Review of King Lear

Great Performances: King Lear (2008)
Season 37, Episode 12
To be leery of?
18 September 2011
Warning: Spoilers
This filmed version of the Royal Shakespeare Company's production of King Lear never does injustice to Shakespeare's great play ultimately lets as the universal tragedy it is, but the recorded production remains resolutely decent and rarely rises above that level.

Headliner Ian McKellen as Lear is consistently pretty good, but his performance is missing something that keeps him from the ranks of the greats in the role. He starts of brittle, feeble, and weak -- so the contrast with still-felt power of the once commanding king is not so keenly felt. Already tottering he has fewer places to go, and when he gets worked up he has a tendency to spit out his words, blubber, and become incomprehensible. Frances Barber and Monica Dolan are similarly somewhat one-dimensional in their portrayals of Goneril and Regan's villainy. Jonathan Hyde seems somewhat out of place in an odd performance as a Kent with many startled-seeming and some awkward deliveries.

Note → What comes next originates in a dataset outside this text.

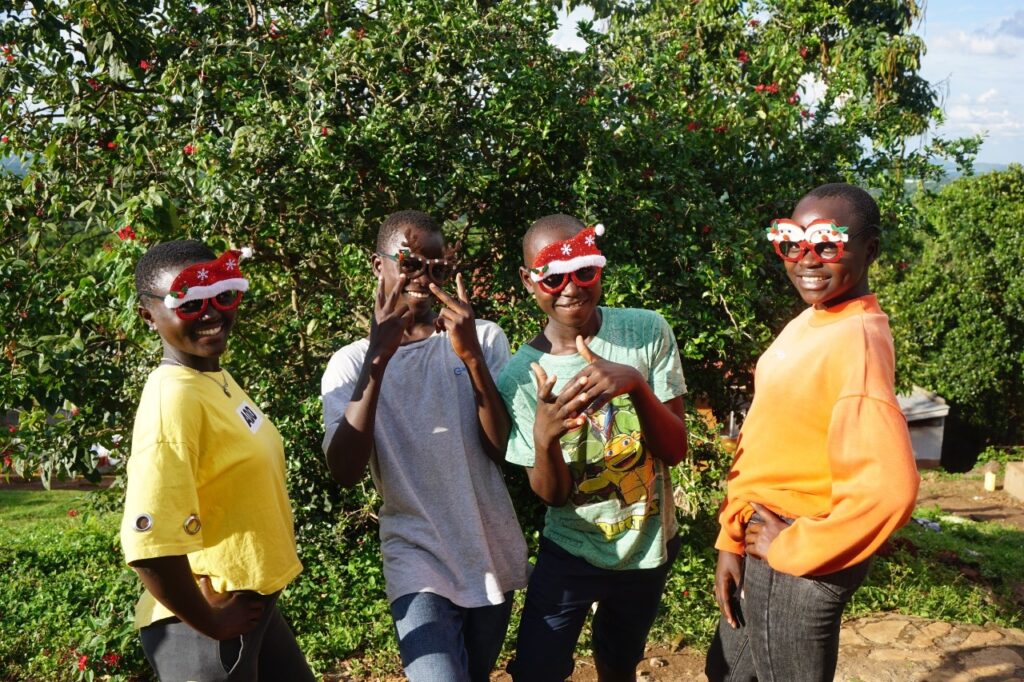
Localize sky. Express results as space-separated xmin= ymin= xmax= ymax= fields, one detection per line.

Most memorable for me is the excellent choice of Sylvester McCoy in the role of the fool, who is goofy, wise, and melancholy. McCoy highlights the significance of the fool's choice to stay with Lear knowing his decline. I'm ambivalent on how necessary was the directorial choice to interpolate the scene of the fool's being hanged; at best it repeats information visually that we learn from Lear in the final scene, and at worst it removed ambiguity from it.

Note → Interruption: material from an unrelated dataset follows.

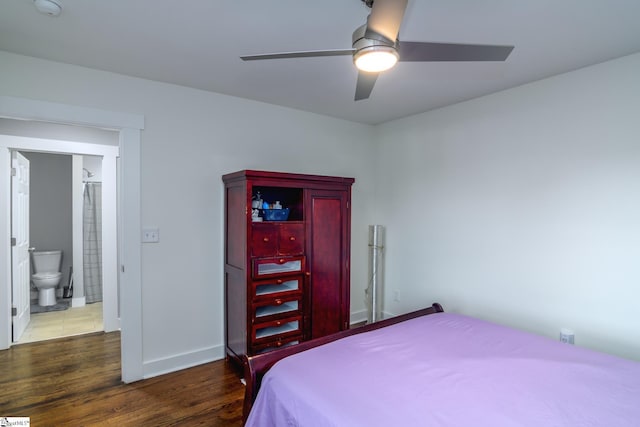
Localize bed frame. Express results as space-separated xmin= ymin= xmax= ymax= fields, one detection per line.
xmin=242 ymin=303 xmax=444 ymax=421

Ramola Garai also deserves praise as a very moving Cordelia, and William Gaunt, who begins as an unusually smooth and aristocratic Gloucester, making his later tortures the more affecting.

The whole film is shot in very monotonous dim lighting, making the intended locations of many scenes uncertain. I'm sure the intention was to disguise somewhat the studio-bound and stage-derived nature of the production and set an appropriately grim tone, but the lack of contrast quickly loses any good effect it might have.

There's nothing to point out here as incompetence and a few people stand out, but in all it is not the most memorable performance of Lear on record, and there are better ones on record.